BRD4 PROTAC Degrader ARV-825 Inhibits T-Cell Acute Lymphoblastic Leukemia by Targeting 'Undruggable' Myc-pathway Genes

Abstract BackgroundT-cell acute lymphoblastic leukemia (T-ALL) is an aggressive disease with a high risk of induction failure and poor outcomes, with relapse due to drug resistance. Targeting bromodomains and extra-terminal (BET) protein inhibitors are promising anti-cancer agents, and ARV-825, comprising a BET inhibitor conjugated with cereblon, was recently shown to attenuate the growth of multiple tumors in vitro and in vivo. However, the functional and molecular mechanisms of ARV-825 in T-ALL remain unclear. This study aimed to investigate the therapeutic efficacy and potential mechanism of ARV825 in T-ALL.MethodsExpression levels of the BET protein BRD4 were determined in pediatric T-ALL samples and differential gene expression after ARV-825 treatment was explored by RNA-seq and quantitative reverse transcription-polymerase chain reaction. T-ALL cell viability was measured by CCK8 assay after ARV-825 administration.
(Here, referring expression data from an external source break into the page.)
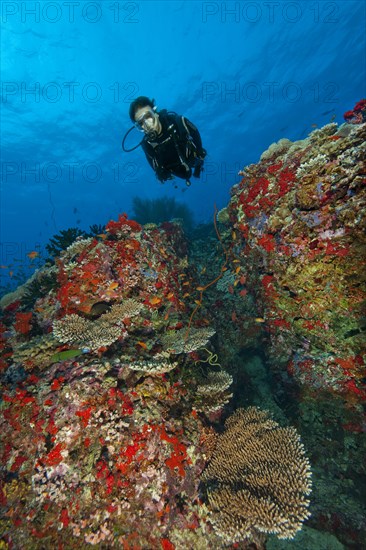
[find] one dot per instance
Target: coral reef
(161, 210)
(300, 217)
(120, 360)
(258, 479)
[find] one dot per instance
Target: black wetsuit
(177, 150)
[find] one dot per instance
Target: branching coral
(258, 478)
(108, 328)
(155, 365)
(214, 393)
(73, 329)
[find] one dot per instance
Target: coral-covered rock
(300, 217)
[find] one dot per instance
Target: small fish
(112, 286)
(142, 344)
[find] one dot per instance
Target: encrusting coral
(182, 341)
(109, 327)
(299, 218)
(213, 393)
(258, 478)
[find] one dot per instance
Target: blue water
(246, 73)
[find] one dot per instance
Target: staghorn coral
(125, 310)
(155, 365)
(214, 393)
(73, 329)
(38, 352)
(258, 478)
(176, 342)
(108, 328)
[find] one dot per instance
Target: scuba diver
(172, 144)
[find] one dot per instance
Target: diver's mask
(148, 122)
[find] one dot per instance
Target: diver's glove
(163, 174)
(198, 167)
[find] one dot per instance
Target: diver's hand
(163, 175)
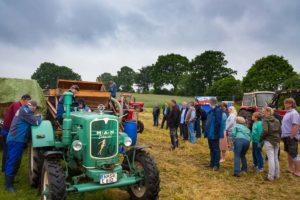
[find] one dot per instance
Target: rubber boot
(9, 184)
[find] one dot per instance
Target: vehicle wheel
(149, 187)
(248, 116)
(140, 127)
(53, 184)
(35, 164)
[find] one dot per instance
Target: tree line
(174, 74)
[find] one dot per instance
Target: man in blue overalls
(16, 139)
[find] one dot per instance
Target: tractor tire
(35, 165)
(53, 181)
(140, 127)
(149, 187)
(248, 117)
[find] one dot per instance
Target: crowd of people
(226, 131)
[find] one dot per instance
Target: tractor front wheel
(53, 184)
(148, 188)
(140, 127)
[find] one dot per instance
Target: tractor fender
(53, 155)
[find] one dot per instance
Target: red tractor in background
(131, 110)
(254, 102)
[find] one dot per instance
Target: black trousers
(163, 122)
(184, 131)
(174, 137)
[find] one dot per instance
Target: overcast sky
(96, 36)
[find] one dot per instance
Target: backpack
(203, 115)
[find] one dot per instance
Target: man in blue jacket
(16, 139)
(112, 88)
(214, 131)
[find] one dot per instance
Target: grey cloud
(245, 30)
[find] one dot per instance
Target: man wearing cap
(214, 131)
(112, 88)
(60, 106)
(16, 139)
(8, 117)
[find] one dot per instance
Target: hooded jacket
(241, 131)
(271, 130)
(213, 127)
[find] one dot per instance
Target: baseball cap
(32, 103)
(76, 87)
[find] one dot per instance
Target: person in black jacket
(166, 113)
(156, 113)
(173, 122)
(182, 125)
(198, 118)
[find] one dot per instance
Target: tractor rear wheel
(149, 187)
(53, 184)
(35, 164)
(140, 127)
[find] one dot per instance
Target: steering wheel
(101, 107)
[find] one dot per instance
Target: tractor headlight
(127, 141)
(77, 145)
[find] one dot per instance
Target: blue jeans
(241, 147)
(197, 128)
(155, 120)
(215, 153)
(4, 133)
(190, 126)
(258, 160)
(14, 157)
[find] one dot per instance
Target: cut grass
(153, 99)
(184, 176)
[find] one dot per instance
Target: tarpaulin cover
(12, 89)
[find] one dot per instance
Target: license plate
(108, 178)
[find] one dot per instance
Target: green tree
(226, 88)
(268, 73)
(143, 78)
(126, 79)
(47, 74)
(206, 69)
(105, 78)
(292, 83)
(169, 69)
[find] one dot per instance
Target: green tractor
(90, 154)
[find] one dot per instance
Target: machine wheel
(149, 187)
(35, 164)
(53, 184)
(140, 126)
(248, 116)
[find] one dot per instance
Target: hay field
(184, 176)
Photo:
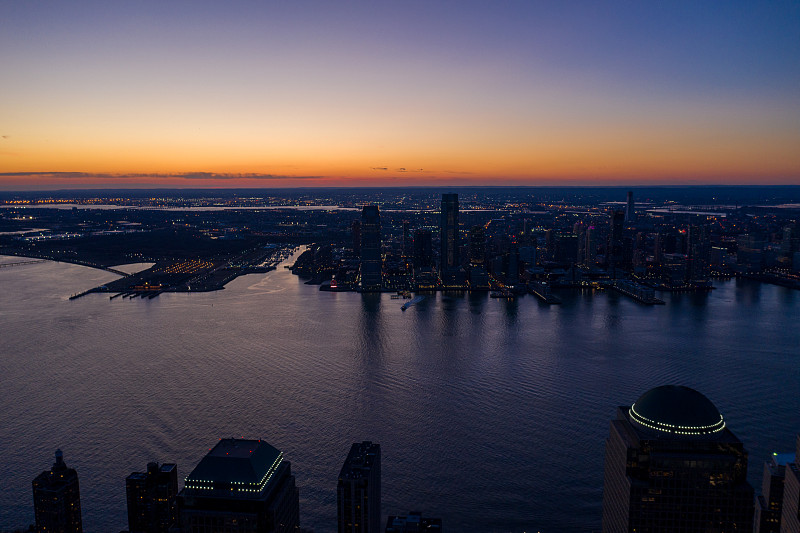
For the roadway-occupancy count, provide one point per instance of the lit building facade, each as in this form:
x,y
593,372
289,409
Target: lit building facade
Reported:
x,y
448,258
672,465
371,261
57,499
790,510
242,486
358,493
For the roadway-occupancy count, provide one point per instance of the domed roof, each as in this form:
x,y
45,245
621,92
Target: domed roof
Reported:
x,y
677,409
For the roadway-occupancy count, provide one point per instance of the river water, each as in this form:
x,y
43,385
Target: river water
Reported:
x,y
490,414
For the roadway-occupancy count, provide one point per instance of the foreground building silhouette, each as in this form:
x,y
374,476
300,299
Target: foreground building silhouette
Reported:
x,y
152,499
413,522
358,493
57,499
244,486
790,510
672,465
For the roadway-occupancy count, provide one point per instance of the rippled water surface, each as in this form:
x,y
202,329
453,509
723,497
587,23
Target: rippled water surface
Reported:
x,y
490,414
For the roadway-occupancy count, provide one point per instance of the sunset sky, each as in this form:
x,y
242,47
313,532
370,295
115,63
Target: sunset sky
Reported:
x,y
302,93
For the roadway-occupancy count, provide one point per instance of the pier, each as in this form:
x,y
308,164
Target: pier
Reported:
x,y
638,292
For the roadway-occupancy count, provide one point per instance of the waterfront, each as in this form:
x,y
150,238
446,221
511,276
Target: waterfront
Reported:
x,y
491,413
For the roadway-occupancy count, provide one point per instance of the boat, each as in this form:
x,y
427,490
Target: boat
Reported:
x,y
414,300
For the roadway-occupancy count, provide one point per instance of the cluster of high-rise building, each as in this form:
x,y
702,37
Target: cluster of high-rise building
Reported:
x,y
671,465
659,249
242,486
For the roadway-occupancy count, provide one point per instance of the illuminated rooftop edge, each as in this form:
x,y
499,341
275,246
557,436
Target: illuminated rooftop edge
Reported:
x,y
680,430
237,486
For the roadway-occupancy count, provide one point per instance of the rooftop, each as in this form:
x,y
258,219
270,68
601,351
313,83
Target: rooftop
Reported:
x,y
236,461
678,410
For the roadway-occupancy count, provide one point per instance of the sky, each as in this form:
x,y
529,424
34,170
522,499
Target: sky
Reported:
x,y
337,93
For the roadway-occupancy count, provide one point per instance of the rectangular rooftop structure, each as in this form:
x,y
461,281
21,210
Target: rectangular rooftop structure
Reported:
x,y
237,465
240,485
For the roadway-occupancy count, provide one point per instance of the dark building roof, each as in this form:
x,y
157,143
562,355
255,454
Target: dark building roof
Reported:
x,y
236,461
360,460
677,409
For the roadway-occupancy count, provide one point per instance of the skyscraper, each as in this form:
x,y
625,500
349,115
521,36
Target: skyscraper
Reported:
x,y
240,485
152,499
448,225
790,510
356,229
770,503
358,494
616,245
672,465
57,499
423,249
630,211
371,262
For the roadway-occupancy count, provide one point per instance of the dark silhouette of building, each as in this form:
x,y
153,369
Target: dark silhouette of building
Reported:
x,y
672,465
630,211
57,499
616,245
356,228
413,522
448,259
358,494
408,242
790,511
423,249
152,499
477,246
244,486
770,503
371,262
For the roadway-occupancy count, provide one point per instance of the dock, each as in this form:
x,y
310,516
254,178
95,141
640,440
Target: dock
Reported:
x,y
638,292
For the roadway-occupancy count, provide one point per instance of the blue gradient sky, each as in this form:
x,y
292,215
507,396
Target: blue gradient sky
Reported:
x,y
289,93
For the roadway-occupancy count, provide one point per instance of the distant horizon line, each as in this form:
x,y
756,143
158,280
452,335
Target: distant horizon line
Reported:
x,y
368,187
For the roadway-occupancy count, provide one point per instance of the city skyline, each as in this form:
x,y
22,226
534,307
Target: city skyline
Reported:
x,y
315,94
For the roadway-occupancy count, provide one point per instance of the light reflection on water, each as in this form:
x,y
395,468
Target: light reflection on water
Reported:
x,y
491,414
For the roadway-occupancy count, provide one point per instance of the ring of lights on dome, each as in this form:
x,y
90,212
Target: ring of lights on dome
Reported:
x,y
677,410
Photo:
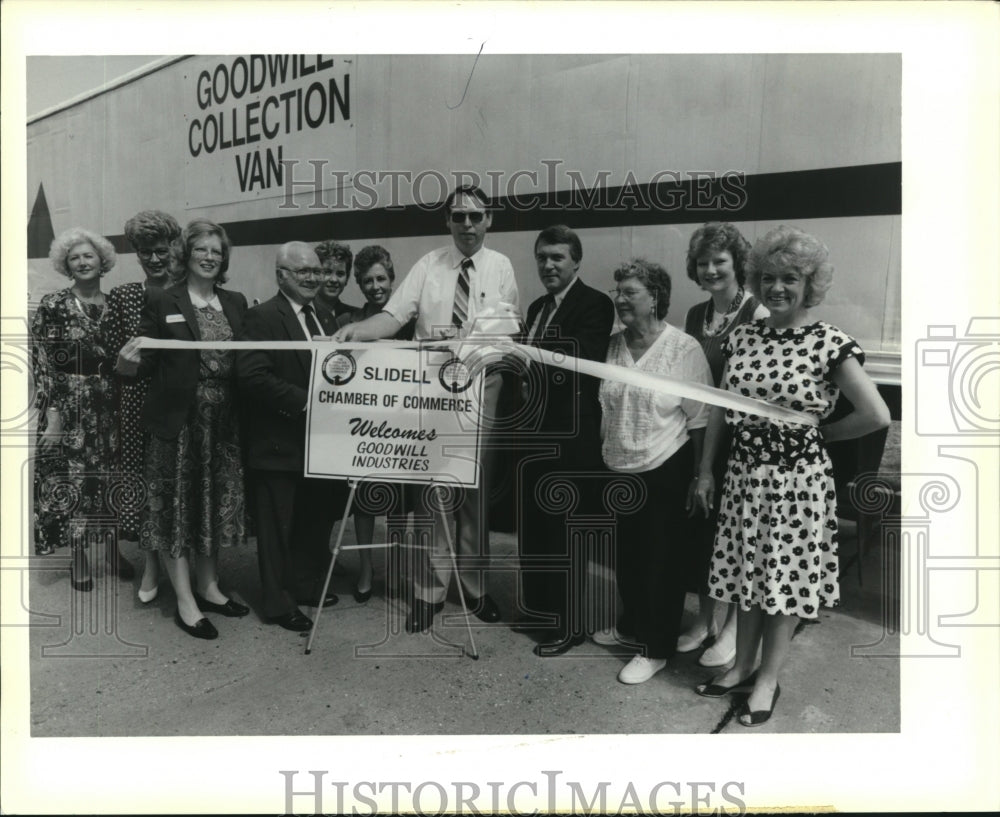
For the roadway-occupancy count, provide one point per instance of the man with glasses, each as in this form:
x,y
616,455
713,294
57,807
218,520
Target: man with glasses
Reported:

Cell cycle was analyzed by propidium iodide (PI) staining and apoptosis was assessed by Annexin V/PI staining. The functional and molecular pathways involved in ARV-825 treatment of T-ALL were verified by western blot and chromatin immunoprecipitation (ChIP).ResultsBRD4 expression was higher in pediatric T-ALL samples compared with T-cells from healthy donors. High BRD4 expression indicated a poor outcome. ARV-825 suppressed cell proliferation in vitro by arresting the cell cycle and inducing apoptosis, with elevated poly-ADP ribose polymerase and cleaved caspase 3. BRD4, BRD3, and BRD2 were degraded in line with reduced cereblon expression in T-ALL cells. ARV-825 had a lower IC50 in T-ALL cells compared with the BET inhibitors JQ1 and dBET1. ARV-825 perturbed the H3K27Ac-Myc pathway and reduced c-Myc protein levels in T-ALL cells according to RNA-seq and ChIP. Moreover, ARV-825 inhibited cell proliferation by depleting BET and c-Myc proteins in T cell lines and in pediatric T-ALL patients. ConclusionsBRD4 indicates a poor prognosis in T-ALL. The BRD4 degrader ARV-825 can effectively suppress the proliferation and promote apoptosis of T-ALL cells via BET protein depletion and c-Myc inhibition, thus providing a new strategy for the treatment of T-ALL.